What is the gradient descent algorithm?
Repeat until convergence;
{
wj = wj - α * dL(w)/dwj for j = 0, 1, …
}
(α is the learning rate)
What is the stochastic gradient descent (SGD) algorithm?
Repeat until convergence;
epoch{
for i in [1,N]:
wj = wj - α * d/dwj[(y^(x(i);w) - y(i))] for j = 0, 1, …
}
What is a compromise between standard gradient descent and stochastic gradient descent?
Mini-batch gradient descent consists in considering k«N examples when calculating the loss function (instead of N for standard GD and 1 for stochastic GD).
What is early stopping?
It consists in stopping gradient descent before minimal error is reached to avoid overfitting. To do so, we monitor the validation loss after each epoch.

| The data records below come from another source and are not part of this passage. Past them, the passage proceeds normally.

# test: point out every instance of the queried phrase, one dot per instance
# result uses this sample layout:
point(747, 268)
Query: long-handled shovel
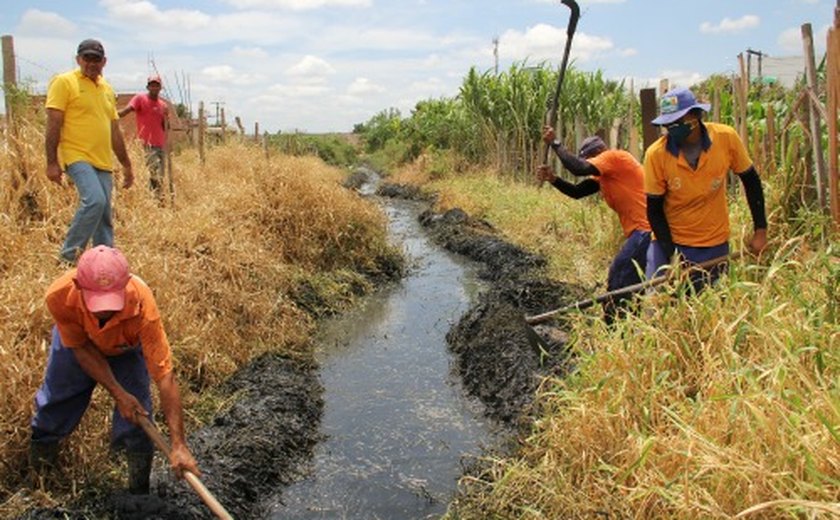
point(570, 31)
point(191, 478)
point(630, 289)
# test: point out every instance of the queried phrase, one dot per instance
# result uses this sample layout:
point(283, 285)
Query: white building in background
point(785, 69)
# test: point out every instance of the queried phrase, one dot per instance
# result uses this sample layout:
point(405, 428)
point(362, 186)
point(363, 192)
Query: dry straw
point(226, 265)
point(710, 406)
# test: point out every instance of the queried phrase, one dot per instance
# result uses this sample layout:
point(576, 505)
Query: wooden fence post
point(633, 137)
point(201, 130)
point(816, 122)
point(650, 133)
point(833, 116)
point(9, 74)
point(224, 126)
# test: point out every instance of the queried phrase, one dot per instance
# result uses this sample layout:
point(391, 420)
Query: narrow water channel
point(396, 421)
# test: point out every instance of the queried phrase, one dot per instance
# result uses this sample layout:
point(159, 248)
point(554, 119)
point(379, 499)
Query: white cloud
point(142, 13)
point(249, 53)
point(363, 87)
point(728, 25)
point(790, 40)
point(297, 91)
point(546, 42)
point(36, 22)
point(681, 78)
point(311, 66)
point(298, 5)
point(228, 75)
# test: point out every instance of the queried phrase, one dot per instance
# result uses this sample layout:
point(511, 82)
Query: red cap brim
point(97, 301)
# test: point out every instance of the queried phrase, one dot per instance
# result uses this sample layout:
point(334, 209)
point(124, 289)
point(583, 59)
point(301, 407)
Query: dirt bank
point(258, 445)
point(495, 357)
point(263, 441)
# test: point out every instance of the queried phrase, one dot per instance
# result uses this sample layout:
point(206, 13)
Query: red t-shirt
point(622, 183)
point(150, 115)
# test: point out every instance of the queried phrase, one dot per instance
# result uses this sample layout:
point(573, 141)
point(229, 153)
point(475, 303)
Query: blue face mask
point(679, 132)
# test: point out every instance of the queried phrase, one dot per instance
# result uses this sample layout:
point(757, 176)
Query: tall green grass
point(697, 407)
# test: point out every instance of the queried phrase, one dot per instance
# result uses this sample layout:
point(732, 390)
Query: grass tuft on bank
point(701, 406)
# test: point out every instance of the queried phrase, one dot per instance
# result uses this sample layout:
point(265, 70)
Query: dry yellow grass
point(706, 407)
point(226, 265)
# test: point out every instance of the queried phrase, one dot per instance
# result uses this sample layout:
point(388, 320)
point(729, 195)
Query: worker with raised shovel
point(619, 177)
point(107, 331)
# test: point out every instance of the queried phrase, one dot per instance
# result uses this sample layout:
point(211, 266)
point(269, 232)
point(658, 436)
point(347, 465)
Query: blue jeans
point(92, 220)
point(694, 255)
point(626, 269)
point(65, 394)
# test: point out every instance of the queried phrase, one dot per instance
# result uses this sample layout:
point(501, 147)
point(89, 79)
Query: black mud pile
point(497, 356)
point(261, 443)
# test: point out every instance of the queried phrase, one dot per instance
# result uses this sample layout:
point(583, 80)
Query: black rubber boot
point(139, 470)
point(43, 456)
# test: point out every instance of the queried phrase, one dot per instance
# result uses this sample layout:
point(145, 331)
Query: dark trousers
point(65, 394)
point(627, 268)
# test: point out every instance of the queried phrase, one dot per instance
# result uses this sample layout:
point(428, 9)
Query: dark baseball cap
point(91, 47)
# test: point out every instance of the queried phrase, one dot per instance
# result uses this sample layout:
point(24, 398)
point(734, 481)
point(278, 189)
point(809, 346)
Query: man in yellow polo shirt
point(107, 331)
point(82, 129)
point(685, 182)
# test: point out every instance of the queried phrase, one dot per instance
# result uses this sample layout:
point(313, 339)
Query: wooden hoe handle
point(194, 482)
point(653, 282)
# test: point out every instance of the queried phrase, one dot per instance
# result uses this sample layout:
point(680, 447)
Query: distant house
point(784, 70)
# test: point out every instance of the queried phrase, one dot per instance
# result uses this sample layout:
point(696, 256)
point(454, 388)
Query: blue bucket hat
point(677, 103)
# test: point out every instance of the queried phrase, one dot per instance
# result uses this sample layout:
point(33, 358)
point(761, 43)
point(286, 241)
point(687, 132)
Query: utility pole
point(218, 105)
point(750, 54)
point(496, 53)
point(9, 72)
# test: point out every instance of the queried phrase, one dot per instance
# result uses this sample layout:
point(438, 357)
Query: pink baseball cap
point(102, 274)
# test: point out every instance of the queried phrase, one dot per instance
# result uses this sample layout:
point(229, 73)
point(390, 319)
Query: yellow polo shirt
point(89, 108)
point(695, 200)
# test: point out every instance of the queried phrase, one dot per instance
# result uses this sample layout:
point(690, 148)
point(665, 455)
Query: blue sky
point(324, 65)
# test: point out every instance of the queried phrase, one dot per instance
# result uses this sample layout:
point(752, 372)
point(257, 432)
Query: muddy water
point(396, 421)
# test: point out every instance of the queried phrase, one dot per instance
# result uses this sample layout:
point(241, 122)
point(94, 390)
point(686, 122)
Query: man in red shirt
point(107, 331)
point(619, 177)
point(151, 113)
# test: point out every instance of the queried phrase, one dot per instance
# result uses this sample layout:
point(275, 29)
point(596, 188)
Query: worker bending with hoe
point(107, 331)
point(620, 179)
point(685, 180)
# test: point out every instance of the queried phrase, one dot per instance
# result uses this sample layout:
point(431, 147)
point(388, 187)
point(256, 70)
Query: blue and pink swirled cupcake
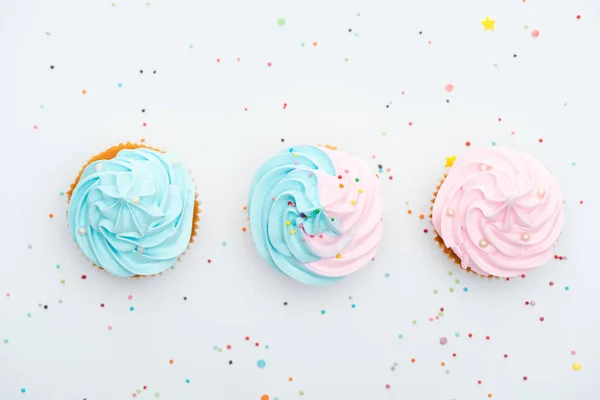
point(316, 213)
point(133, 210)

We stop GD when it doesn’t decrease for k epochs (“k-patience”).
What is the closed form solution of ridge regression?
w = (X.T * X + λ Id)^-1 * X.T * Y
What is the constrained optimization formula for L2 regularization (used in ridge regression)?
Find w that minimizes (Y-Xw).T * (Y-Xw),
subject to w.T * w <= η.
N.B.: η ∝ 1/λ
What is the constrained optimization formula for L1 regularization (used in lasso regression)?
Find w that minimizes (Y-Xw).T * (Y-Xw),
subject to |w| <= η.
N.B.: η ∝ 1/λ
What is the main property of convex functions?
Every (local) minimum is a global minimum.